The Kevin McBride Shock of the Year – 2016
Things don’t often go to plan in boxing, and there have been plenty of big shocks this year in Irish boxing. Some good, some not so good, the surprise element to the sport is one of the many reasons we all love the sweet science.
Our award for Shock of the Year is named after the Clones Colossus Kevin McBride, who upset the odds to send a faded Mike Tyson into retirement back in 2005.
And the nominees are…
No medals at the Rio Olympics
They were the golden generation, but the eight-strong Irish team came away from the Rio Games with no medals, despite many predicting at least three. Katie Taylor lost a third bout of the year, a weight-drained Paddy Barnes was a shadow of his best, Michael O’Reilly failed a drugs test, while Mick Conlan and Joe Ward fell afoul of judges and referees respectively. The knives were out as Ireland failed to medal at a major international tournament for the first time since 2007 – although many would argue that it was more a series of unfortunate events. Regardless of the root cause, no one predicted how much of a disaster Rio would turn out to be.
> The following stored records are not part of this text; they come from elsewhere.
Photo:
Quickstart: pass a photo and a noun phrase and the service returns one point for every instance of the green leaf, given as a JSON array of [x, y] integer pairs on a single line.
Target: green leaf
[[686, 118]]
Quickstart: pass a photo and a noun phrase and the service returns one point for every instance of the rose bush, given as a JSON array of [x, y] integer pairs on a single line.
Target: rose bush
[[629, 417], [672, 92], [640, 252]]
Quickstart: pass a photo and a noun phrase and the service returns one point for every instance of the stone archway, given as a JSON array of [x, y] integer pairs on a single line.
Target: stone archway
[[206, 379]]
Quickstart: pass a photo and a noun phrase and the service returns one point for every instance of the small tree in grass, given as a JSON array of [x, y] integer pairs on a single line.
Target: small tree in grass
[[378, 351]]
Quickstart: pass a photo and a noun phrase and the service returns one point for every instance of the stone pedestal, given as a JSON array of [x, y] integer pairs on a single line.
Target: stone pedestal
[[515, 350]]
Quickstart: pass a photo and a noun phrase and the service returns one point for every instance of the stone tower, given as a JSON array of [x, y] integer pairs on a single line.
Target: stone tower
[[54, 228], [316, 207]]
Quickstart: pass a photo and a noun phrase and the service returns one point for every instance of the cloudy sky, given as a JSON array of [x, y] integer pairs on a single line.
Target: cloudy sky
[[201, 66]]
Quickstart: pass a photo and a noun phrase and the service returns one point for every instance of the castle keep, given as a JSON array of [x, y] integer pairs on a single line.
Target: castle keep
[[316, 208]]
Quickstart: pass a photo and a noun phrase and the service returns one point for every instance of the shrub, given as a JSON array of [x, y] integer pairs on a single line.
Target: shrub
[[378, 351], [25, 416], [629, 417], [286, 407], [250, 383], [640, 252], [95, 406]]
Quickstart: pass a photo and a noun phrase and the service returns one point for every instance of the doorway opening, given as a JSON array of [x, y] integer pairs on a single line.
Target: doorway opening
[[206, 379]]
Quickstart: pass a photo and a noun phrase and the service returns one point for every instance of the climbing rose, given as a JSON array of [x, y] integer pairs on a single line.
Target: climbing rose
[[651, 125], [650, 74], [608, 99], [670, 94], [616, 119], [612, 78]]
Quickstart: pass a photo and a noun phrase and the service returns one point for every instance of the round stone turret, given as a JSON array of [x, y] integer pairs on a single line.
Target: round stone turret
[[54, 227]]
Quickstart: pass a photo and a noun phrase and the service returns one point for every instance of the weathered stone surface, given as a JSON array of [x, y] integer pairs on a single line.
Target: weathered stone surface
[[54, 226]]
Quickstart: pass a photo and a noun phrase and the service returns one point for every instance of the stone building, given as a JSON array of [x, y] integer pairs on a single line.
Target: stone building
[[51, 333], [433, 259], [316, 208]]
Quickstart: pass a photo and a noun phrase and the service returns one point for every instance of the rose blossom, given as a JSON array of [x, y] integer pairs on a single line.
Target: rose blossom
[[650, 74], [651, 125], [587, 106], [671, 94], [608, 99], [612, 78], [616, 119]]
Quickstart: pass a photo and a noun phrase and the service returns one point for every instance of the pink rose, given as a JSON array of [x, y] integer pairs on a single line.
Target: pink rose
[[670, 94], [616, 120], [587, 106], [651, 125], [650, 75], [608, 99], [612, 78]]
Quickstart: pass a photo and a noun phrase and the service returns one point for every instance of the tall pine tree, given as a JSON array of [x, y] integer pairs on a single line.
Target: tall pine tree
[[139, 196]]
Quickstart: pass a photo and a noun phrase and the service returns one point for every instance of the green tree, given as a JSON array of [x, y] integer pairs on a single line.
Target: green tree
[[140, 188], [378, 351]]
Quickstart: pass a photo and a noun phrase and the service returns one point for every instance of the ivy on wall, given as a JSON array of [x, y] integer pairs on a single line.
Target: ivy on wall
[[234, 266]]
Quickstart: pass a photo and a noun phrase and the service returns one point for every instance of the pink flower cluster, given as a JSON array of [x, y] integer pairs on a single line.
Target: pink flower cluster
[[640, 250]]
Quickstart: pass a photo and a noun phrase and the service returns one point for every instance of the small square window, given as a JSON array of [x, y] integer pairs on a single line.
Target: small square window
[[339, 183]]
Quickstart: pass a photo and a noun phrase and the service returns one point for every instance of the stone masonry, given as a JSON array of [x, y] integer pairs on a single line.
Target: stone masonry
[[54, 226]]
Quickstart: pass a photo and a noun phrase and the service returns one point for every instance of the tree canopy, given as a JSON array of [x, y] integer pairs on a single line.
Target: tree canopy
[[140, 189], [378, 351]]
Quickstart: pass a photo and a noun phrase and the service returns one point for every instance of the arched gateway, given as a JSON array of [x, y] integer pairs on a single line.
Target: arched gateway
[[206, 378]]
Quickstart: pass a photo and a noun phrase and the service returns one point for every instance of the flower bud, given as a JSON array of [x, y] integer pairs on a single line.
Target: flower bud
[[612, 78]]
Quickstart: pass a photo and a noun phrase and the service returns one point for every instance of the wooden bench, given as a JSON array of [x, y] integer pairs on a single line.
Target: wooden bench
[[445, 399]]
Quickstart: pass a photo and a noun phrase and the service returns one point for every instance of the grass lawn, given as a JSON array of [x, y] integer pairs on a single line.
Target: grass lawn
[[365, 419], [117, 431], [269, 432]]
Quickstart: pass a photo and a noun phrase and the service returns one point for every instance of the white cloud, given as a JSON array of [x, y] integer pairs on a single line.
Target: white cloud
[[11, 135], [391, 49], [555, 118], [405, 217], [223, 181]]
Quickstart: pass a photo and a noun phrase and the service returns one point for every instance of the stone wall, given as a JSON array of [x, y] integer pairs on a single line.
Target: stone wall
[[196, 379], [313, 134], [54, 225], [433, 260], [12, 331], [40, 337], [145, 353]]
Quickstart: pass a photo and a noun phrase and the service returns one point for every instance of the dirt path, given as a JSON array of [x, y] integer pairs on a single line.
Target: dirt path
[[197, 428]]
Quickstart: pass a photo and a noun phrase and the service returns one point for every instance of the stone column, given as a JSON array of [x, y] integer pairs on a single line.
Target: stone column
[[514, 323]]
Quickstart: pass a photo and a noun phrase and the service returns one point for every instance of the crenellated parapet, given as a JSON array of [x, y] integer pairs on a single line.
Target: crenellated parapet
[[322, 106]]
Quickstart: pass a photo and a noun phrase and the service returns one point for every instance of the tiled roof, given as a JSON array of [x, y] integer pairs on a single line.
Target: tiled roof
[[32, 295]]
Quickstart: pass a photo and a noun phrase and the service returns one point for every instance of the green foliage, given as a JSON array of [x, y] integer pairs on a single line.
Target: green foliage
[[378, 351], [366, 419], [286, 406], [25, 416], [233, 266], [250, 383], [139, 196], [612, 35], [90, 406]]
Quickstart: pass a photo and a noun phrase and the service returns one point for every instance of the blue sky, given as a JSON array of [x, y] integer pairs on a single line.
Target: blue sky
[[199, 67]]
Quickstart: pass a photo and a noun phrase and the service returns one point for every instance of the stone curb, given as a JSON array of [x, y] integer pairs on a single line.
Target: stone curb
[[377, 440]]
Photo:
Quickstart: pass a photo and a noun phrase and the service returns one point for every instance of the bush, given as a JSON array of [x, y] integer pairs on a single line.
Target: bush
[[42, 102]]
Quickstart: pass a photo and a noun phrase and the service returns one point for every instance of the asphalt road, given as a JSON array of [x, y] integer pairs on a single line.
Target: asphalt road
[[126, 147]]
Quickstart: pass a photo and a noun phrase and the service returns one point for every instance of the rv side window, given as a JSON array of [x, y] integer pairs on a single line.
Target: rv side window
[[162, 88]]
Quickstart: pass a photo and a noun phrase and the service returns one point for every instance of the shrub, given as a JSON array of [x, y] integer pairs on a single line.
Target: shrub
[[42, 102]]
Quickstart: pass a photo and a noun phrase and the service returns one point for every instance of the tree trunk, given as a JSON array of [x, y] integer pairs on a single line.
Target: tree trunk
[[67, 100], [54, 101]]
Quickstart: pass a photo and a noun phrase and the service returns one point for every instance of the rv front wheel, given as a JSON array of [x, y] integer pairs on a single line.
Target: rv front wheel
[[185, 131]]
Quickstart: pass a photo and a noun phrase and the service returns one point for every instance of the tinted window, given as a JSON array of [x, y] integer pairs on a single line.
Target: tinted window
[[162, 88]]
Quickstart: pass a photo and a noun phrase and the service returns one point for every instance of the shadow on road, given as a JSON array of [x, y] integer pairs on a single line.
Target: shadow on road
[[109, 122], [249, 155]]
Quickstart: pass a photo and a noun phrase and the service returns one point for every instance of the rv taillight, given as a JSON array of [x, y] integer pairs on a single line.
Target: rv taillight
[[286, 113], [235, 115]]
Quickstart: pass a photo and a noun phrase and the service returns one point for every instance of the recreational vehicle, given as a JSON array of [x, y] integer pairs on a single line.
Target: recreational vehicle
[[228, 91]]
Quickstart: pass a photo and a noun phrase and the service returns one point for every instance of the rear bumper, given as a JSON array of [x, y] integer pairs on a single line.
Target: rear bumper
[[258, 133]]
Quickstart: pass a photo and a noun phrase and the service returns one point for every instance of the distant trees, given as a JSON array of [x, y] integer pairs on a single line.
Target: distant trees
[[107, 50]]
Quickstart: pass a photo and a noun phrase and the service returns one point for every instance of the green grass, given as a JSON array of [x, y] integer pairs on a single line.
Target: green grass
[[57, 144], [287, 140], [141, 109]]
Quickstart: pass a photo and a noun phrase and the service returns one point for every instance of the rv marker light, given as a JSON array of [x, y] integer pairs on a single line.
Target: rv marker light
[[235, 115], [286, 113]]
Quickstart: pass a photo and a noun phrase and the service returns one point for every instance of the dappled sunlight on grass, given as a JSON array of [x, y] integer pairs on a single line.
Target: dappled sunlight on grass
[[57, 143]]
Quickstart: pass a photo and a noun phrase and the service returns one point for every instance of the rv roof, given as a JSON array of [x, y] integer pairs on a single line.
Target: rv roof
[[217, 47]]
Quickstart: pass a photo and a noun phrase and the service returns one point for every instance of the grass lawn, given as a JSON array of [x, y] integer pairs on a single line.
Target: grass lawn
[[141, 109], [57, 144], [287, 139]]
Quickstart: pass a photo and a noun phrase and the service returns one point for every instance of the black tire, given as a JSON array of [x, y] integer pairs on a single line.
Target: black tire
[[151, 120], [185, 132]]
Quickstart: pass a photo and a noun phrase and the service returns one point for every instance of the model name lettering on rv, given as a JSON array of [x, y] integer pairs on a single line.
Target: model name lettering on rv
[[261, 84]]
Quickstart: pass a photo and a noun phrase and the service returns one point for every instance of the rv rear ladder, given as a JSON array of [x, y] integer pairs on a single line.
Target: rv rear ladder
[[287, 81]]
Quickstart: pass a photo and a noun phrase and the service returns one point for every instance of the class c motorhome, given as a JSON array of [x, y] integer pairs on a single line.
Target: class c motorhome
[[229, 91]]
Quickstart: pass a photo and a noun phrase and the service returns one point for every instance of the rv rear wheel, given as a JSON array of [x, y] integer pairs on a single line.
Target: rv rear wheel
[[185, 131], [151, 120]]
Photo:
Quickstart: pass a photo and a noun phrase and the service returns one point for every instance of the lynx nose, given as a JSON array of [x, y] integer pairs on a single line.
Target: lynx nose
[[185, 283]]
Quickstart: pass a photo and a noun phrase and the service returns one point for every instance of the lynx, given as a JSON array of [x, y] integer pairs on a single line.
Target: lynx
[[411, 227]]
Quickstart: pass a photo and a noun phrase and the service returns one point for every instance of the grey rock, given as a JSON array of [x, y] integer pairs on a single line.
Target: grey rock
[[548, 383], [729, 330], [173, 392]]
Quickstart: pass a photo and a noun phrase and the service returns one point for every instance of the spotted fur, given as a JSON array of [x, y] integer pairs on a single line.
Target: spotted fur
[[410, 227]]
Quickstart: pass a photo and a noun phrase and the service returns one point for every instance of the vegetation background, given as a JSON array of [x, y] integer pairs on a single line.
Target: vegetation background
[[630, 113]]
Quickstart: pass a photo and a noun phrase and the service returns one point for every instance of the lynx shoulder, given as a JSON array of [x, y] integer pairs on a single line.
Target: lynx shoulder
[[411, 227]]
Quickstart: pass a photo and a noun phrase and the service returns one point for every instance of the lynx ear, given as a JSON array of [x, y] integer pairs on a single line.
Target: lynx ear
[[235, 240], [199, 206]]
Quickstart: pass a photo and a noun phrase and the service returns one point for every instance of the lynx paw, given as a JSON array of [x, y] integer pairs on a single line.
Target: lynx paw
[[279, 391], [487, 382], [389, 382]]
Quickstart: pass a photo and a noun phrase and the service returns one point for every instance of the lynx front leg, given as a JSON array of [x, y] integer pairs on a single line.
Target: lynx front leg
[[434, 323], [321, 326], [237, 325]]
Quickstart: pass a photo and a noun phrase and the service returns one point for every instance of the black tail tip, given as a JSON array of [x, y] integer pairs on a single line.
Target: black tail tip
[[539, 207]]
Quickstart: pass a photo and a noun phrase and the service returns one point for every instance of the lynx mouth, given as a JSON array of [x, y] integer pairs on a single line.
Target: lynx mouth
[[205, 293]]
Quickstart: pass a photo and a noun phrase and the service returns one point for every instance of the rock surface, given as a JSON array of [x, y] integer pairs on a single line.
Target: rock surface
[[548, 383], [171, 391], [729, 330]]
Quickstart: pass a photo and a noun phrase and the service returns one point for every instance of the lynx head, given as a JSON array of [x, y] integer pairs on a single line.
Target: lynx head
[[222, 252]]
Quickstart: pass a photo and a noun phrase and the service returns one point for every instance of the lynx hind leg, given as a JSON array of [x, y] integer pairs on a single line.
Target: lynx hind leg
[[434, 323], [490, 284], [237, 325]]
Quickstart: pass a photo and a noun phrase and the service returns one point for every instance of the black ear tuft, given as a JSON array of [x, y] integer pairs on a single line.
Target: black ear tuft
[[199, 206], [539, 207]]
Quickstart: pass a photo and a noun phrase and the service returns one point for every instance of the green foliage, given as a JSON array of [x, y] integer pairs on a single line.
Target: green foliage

Zoltan Szabo KO5 Stephen Ormond
Stephen Ormond disappointingly missed weight for his IBF lightweight title eliminator with Alejandro Luna during the Summer, and had looked to rebuild under MGM. First up for ‘The Rock’ was a six-round bout in Scotland against Hungarian Zoltan Szabo. Ormond was expected to blow the Central European out of the water, and would admit afterwards that he underestimated Szabo and had come in out of shape, but he was downed from a counter hook in the opening round. The tenacious Clondalkin man would fight back and regain control of the bout, but disaster struck in the fifth when he was hit by the perfect liver shot on put out for the count. Ormond did secure a rematch, and outpointed Szabo over eight at the start of this month.
JJ McDonagh KO1 Jake Ball
Now for a good one. Mullingar’s JJ McDonagh was dragged up in weight for a short-notice fight with big-punching Matchroom hot prospect Jake Ball in November. The Irish super middleweight champion was not given a hope and was 10/1 with the bookies beforehand. McDonagh, who admitted that he would not have had sufficient stamina to last the distance, would nevertheless rip up the script and slugged his way to a shock first round win. The midlander was tagged early, but landed a huge shot on Ball, sending him across the ring and then forcing him over the top rope. Ball survived the count but was then knocked near unconscious by a sensational hook.
Katie Taylor loses first fight in five years
Going into this year, Katie Taylor had not lost since 2011, winning 62 on the spin. Even at that, her loss to Bulgarian Denitsa Eliseeva in 2011 was viewed a disgusting robbery. In April, Taylor was looking to confirm her qualification for the Rio Games at the qualifier in Turkey. Initially standing in her way was Yana Alekseevna, whom had given the Bray boxer a scare at the European Games last year. In a cagey bout, the Azeri took the opening round and managed to defeat a chasing Taylor on the cards (37:39 x3)
Photographer Ilyas Gun’s snap of the moment the result was read out speaks more than words ever could.
Joe Smith Jr KO1 Andrzej Fonfara
Irish-American light heavyweight Joe Smith Jr had an upset-filled 2016, and scored an underdog win against the legendary Bernard Hopkins at the weekend. However, it is his win over the Polish Prince in June that was the most shocking. A double-digit outsider, Smith flattened the world title-chasing Fonfara at the UIC Pavilion in his adopted home city of Chicago in front of a partisan home crowd. The PBC bout was meant to be a showcase for Fonfara, but ‘The Irish Bomber’ – a fulltime construction worker – had other ideas.
Ronny Mittag SD10 Conrad Cummings
Tyrone middleweight Cummings was looking to move to the next level in November, and took on experienced German Mittag for the IBF Inter-Continental belt. While it was a competitive bout at the Wembley Arena, the near unanimous opinion was that Cummings took a relatively close, but clear, decision. However, two of the judges disagreed, and a battered-looking Mittag was handed a win on the cards (96:94 x2, 94:96). Cummings is currently aiming to secure a rematch and settle the score.
Mick Conlan robbed in Rio
While the Olympics as a whole is nominated, we felt the Conlan fiasco was deserving of its own recognition. The Games were not going to plan for Ireland, and all eyes were focused on the Belfast bantamweight, the last remaining Irish fighter. Conlan cruised through his opening bout to set up a bronze medal-deciding fight with Russian Vladimir Nikitin. The reigning World Amateur champion seemingly won the first round at a canter, only to see it awarded to his Russian. A change of tactics ensued, and Conlan would level the scores following a one-sided demolition in the second round. A closer third rounded out the bout, and all three judges did the unthinkable, awarding the bout to Nikitin (29:28 x3).